AMD's tight-lipped
manufacturing strategy may soon be disclosed and, according to one
analyst, could include the sale of its Dresden, Germany, fabs.
"Our channel checks indicate that AMD may announce its official
fab-lite strategy in two weeks," John Lau, an analyst with Jeffries
& Co, wrote in a research note on Wednesday.
"This strategy may include plans to divest Fabs 30 and 36,
located in Dresden, Germany. The fab spin-off may [be] formed as a
separate entity to operate as a pure play foundry. The new foundry
would manufacture multiple semi products, not limited to
microprocessors."
AMD's manufacturing plans have been a
popular topic of discussion among
analysts and other market watchers for all of
2008.
While the industry is split as to whether AMD should keep its
fabs or spin them off, its plans are considered key to the chip
maker's competitiveness.
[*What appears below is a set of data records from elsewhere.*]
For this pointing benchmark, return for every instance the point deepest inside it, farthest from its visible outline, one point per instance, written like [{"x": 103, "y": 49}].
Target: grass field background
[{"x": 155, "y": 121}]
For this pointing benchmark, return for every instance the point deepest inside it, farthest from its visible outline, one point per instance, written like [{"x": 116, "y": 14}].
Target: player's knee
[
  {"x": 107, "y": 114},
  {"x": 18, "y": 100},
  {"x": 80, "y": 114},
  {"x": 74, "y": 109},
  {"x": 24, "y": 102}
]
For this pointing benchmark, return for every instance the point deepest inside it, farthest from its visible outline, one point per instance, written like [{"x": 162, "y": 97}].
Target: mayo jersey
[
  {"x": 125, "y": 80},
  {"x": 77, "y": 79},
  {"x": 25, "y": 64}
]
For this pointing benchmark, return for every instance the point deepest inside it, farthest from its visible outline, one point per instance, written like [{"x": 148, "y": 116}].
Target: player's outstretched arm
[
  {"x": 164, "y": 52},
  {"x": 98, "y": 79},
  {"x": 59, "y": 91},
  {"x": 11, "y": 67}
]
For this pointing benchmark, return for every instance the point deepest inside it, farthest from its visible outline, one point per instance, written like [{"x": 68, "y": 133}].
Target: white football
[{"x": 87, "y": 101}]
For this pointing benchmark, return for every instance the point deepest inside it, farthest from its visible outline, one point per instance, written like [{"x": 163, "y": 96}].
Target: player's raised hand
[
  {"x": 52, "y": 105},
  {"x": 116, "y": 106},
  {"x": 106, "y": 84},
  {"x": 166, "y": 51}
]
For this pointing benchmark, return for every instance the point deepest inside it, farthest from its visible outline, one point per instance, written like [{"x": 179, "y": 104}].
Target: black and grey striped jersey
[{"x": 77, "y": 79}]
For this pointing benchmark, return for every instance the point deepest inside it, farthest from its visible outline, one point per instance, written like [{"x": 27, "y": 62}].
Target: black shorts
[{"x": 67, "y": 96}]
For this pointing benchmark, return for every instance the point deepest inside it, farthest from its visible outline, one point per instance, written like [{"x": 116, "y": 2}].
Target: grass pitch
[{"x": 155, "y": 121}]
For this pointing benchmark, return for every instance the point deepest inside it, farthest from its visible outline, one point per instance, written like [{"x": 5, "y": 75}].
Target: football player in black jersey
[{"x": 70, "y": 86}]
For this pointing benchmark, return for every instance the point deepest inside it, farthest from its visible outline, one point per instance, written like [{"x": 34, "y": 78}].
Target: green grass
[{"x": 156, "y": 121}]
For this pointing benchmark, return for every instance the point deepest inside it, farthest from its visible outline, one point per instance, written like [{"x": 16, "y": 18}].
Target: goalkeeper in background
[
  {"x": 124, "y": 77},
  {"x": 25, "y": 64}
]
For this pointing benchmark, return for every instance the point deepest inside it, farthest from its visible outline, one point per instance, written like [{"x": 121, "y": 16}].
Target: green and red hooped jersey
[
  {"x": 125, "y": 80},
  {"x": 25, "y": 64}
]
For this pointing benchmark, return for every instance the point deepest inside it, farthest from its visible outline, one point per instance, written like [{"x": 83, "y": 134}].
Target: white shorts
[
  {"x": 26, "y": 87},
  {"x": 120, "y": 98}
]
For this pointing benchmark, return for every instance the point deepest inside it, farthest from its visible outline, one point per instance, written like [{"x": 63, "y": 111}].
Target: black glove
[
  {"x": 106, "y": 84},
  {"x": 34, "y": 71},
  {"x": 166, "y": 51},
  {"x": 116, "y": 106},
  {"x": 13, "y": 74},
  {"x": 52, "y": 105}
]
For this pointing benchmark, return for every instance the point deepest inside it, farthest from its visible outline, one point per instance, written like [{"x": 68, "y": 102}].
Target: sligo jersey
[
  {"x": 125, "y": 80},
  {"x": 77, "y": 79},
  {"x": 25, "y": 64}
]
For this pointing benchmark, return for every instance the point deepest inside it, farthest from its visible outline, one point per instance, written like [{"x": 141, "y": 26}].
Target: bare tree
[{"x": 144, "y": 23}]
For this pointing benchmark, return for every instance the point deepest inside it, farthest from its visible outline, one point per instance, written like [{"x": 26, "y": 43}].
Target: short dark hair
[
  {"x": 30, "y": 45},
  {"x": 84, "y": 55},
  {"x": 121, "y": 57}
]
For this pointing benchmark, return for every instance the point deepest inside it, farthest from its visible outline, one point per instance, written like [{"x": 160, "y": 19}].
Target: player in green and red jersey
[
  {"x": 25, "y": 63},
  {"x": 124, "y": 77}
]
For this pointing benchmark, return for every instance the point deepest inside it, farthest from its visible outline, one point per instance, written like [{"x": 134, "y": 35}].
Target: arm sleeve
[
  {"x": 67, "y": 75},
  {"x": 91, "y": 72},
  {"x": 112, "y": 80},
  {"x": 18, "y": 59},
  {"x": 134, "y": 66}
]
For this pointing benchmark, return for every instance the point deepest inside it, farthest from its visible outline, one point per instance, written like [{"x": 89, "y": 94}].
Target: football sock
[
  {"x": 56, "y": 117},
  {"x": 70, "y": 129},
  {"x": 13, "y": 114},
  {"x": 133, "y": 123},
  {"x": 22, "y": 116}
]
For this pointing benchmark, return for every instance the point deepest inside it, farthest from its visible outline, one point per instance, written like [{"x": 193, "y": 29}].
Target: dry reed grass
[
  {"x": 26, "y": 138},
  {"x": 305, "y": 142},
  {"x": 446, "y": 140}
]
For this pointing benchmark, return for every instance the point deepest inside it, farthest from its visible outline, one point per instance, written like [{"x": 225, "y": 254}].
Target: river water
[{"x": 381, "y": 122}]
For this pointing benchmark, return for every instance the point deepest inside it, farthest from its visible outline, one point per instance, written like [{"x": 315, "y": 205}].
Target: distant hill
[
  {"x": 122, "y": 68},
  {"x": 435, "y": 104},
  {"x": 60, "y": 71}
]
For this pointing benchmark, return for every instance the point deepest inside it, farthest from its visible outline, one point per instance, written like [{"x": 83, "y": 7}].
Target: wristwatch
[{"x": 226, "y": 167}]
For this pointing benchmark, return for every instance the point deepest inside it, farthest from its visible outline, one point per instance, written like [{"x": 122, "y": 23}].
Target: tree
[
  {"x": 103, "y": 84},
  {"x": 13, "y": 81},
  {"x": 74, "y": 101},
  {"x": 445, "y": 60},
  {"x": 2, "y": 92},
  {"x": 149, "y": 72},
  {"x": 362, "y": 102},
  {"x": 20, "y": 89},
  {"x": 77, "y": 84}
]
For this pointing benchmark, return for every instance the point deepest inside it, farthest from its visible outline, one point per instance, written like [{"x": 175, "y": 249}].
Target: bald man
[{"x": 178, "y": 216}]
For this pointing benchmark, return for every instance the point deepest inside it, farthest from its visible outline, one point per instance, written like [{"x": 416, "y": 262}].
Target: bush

Despite cries from the industry for
information, the company has kept details of such plans guarded,
with its latest public statements pointing to an announcement on
its manufacturing plans by end of year.
Adding fuel to the speculation fire, AMD in July announced it
was
sliding Hector Ruiz from the CEO
position to the position of executive
chairman, and moving then COO Dirk Meyer to the president and CEO
seat.
The management changes led to further conjecture that AMD could
split its design and manufacturing entities into two separate
companies through a possible spin-off of its costly fabs.
According to the Jeffries report, a Middle East investment group
could contribute cash for a stake in spun off foundry.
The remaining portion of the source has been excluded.